The full R markdown file can be opened in any text editor. A Windows user can open the file created by the example(UniDesc)
command above, by issuing the command Notepad("Ozone-UniDesc.Rmd")
at the R prompt. Opening the Windows Explorer file browser will help you select an alternative text editor; you can do this by typing Explorer()
.
The document header includes a code chunk that sets the options for the knit2html()
process used to convert this file to HTML.
This processing allows for:
- multiple file types for the graphs,
- ensures a minimum of extra text in the output,
- hides the R code from the HTML file,
- sets the location of the saved graphs, and
- establishes the height of the figures.
The user that does not like these settings can edit the markdown file for themselves and re-process the file, but the intention is to deliver more than all users would want so that as many users as possible get what they need.
This R markdown script uses the VI()
method for the graphs as well as the code that generates the HTML (via markdown) and LaTeX tables (using the xtable
package). Take note of the arguments supplied to the code chunks for the graphs; these include a fig.cap
which is used as an Alt tag in the resulting HTML files. The quoted string is the only text that is read aloud by a blind person’s screen reading software as they move the cursor onto the graph while reading through the HTML document.

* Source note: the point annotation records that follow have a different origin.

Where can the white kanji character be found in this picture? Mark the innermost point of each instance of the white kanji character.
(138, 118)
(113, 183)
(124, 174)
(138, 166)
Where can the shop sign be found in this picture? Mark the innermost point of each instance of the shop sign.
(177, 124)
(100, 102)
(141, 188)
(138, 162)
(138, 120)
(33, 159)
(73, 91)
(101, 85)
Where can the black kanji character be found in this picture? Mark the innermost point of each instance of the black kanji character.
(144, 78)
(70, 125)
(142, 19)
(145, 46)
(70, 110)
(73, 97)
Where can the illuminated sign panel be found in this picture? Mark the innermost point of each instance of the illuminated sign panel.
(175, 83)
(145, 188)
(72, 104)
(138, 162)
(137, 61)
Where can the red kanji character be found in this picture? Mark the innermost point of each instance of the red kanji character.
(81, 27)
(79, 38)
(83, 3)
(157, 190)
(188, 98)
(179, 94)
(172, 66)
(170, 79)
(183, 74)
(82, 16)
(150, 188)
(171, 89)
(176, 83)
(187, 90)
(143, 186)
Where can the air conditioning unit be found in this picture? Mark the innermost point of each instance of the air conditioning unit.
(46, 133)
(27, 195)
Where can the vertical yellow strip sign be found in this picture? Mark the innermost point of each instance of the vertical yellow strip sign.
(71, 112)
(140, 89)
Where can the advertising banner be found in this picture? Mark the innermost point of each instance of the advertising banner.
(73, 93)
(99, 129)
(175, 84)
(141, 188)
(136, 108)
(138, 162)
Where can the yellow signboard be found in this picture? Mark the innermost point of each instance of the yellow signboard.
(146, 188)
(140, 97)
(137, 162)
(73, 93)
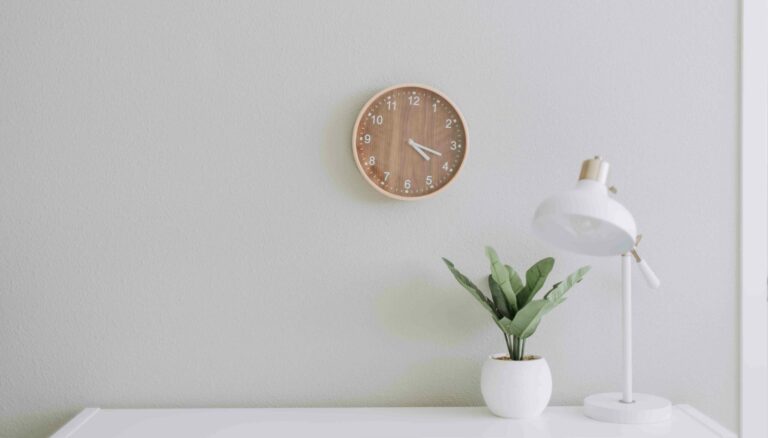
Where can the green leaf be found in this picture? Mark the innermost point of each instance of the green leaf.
(534, 280)
(505, 324)
(472, 289)
(527, 319)
(501, 276)
(514, 280)
(556, 295)
(498, 298)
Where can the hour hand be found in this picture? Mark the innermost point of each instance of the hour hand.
(417, 148)
(423, 148)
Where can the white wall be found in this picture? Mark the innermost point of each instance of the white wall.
(182, 224)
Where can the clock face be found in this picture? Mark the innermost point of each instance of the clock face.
(409, 141)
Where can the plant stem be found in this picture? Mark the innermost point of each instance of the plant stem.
(509, 345)
(515, 349)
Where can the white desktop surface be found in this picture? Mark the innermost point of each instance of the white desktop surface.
(555, 422)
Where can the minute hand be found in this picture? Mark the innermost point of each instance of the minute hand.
(431, 151)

The methods used for creating tables in markdown (either directly or using the kable()
command from the knitr
package) (Xie 2022) both lead to a formatted HTML table that is easily navigated by a screen reader using keystrokes that help move between rows or columns. The result is that the HTML document is about as user-friendly as can be expected for a blind user. It is important to recognize that some of the text is arranged for the optimal use by a blind person; it is possible to alter the cosmetics of the HTML document without altering the experience for blind users. Given a blind user might be accompanied by sighted classmates, teaching staff, or colleagues, making the HTML pages presentable is desirable; this has been achieved using a custom style sheet (CSS) included in the package. This style includes some color, adequate spacing of content and other features that improve the clarity of the presented material which is important for a user with some residual vision that wishes to read through the results visually rather than using screen reading software.

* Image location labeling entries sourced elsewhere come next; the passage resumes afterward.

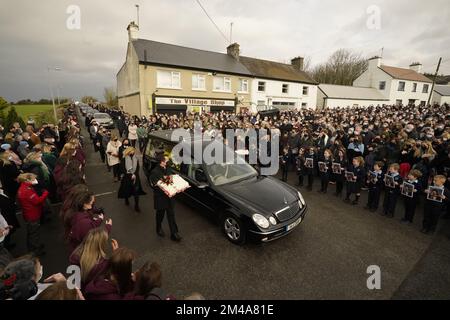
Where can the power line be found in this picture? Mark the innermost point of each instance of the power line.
(217, 27)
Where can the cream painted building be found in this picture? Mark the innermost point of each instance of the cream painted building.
(165, 78)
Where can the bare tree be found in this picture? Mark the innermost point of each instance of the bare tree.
(342, 68)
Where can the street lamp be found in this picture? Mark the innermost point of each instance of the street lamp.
(51, 91)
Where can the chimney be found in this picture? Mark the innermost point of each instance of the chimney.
(298, 63)
(374, 63)
(133, 31)
(233, 50)
(416, 66)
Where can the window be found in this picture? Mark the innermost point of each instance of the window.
(198, 82)
(222, 84)
(243, 85)
(305, 91)
(168, 79)
(261, 86)
(283, 105)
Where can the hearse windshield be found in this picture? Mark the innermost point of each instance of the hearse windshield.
(225, 173)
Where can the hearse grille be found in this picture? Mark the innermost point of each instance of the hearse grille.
(288, 212)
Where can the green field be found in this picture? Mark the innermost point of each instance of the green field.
(27, 110)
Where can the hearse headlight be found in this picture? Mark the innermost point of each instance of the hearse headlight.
(261, 221)
(273, 221)
(302, 200)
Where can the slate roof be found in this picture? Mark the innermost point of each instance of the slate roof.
(442, 90)
(404, 74)
(172, 55)
(275, 70)
(348, 92)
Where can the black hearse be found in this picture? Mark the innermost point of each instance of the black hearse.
(248, 205)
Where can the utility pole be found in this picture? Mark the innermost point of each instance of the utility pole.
(434, 80)
(231, 33)
(137, 9)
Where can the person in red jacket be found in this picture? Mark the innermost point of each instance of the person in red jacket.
(32, 206)
(86, 219)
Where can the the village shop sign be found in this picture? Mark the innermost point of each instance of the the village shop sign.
(195, 102)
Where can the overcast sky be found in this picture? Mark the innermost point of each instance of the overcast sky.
(34, 36)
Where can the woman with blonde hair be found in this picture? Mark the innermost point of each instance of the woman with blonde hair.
(68, 150)
(112, 151)
(356, 180)
(130, 185)
(79, 152)
(33, 163)
(49, 157)
(92, 255)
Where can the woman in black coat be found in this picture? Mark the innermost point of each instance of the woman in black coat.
(162, 203)
(354, 187)
(340, 158)
(130, 185)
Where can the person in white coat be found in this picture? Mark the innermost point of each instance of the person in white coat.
(132, 134)
(112, 150)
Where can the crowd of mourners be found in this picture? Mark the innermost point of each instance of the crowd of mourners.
(398, 154)
(42, 169)
(394, 153)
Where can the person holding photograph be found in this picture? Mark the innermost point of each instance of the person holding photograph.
(392, 193)
(130, 185)
(375, 184)
(327, 160)
(354, 187)
(434, 207)
(163, 204)
(411, 202)
(310, 166)
(284, 163)
(339, 177)
(300, 166)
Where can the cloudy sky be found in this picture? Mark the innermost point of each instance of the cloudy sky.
(34, 35)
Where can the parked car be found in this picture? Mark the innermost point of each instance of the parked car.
(83, 109)
(104, 119)
(247, 205)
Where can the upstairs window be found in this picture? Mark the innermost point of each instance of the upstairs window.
(168, 79)
(261, 86)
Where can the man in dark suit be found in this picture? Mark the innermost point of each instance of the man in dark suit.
(162, 203)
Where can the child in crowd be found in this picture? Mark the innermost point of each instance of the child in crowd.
(339, 177)
(300, 165)
(325, 171)
(375, 184)
(354, 186)
(437, 198)
(411, 200)
(284, 163)
(310, 166)
(392, 191)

If all of the optional arguments of the UniDesc()
function are set at their defaults, the HTML file is automatically opened in a browser (courtesy of the View
argument); it puts the R markdown file, the R script, and the HTML document in the current working directory, while the LaTeX and graph files are all placed in a subdirectory.

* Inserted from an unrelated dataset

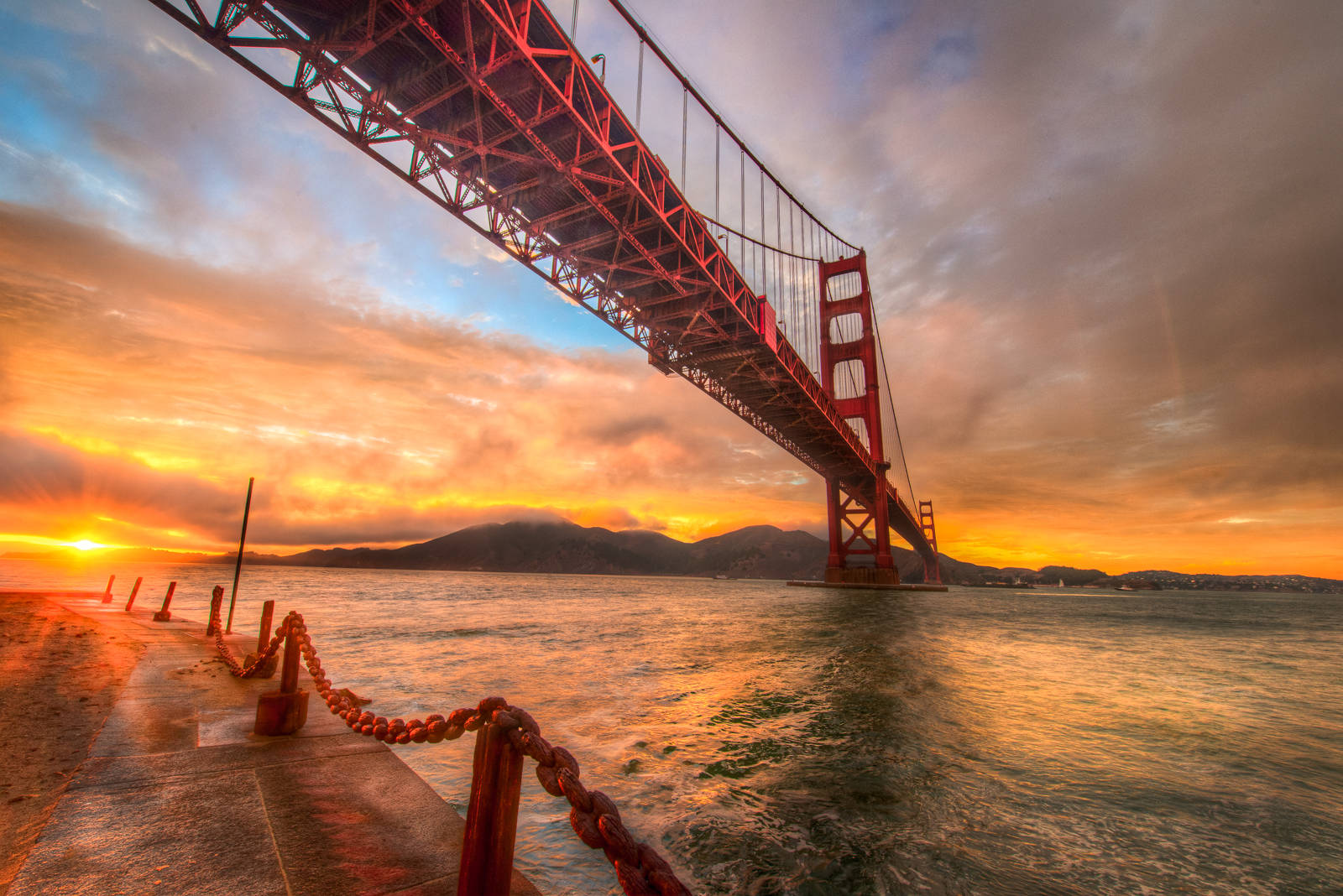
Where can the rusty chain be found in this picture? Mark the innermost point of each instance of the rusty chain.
(237, 669)
(593, 815)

Several other convenience functions have been created that follow the same process as the UniDesc()
function. The OneFactor()
function compares one continuous response variable to a categorical variable, while TwoFactors()
allows for two categorical variables and their possible interaction to help explain a single continuous response variable. These functions create group summary statistics and suitable graphs that a sighted audience might expect to see. Comparing a continuous response variable to a continuous predictor variable is achieved using the OnePredictor()
function. Each of these functions has an example using data from the datasets
package (R Core Team 2022) so a user can see what can be expected from these functions.
7.4 Analysis of a single continuous variable with respect to a single grouping factor
There are many commands needed to get the numeric and graphic summary measures that might be required to collect all relevant information on a single numeric variable when it might depend on a grouping factor. The OneFactor()
command has been written as a shortcut for a blind user who wishes to obtain:
- the counts of observations within each group,
- the mean, standard deviation and standard error for each group,
- comparative boxplots and/or dotplots,
- the one-way analysis of variance, and
- Tukey’s Honestly Significant Difference (HSD) test on the significance of the between group differences.
There will be circumstances when the last, and perhaps evern second to last elements of this functionality are not justified by the outcome of issuing the earlier commands. In particular, generating the output from Tukey’s HSD would not normally be sought unless the analysis of variance showed there was a significant difference between the group means. The choice of reading the output and subsequently using it are left to the user. In this respect, BrailleR
has not become an expert system that decides to or not to provide something; the user is still expected to do the thinking about the relevance of each element of hte overall set of output provided.
An example of the main output document (HTML) can be viewed by re-issuing the commands generated by calling
example(OneFactor)
while running R interactively. This issues the following commands.
DIR = getwd()
setwd(tempdir())
data(airquality)
library(dplyr)
# the following line returns an error:
## OneFactor("Ozone", "Month", airquality, View=FALSE)
# so we make a copy of the data.frame, and fix that:
if(require(dplyr)){
airquality2 = airquality |> mutate(Month = as.factor(Month))
# and now all is good to try:
OneFactor("Ozone", "Month", airquality2)
# N.B. Various files and a folder were created in a temporary directory.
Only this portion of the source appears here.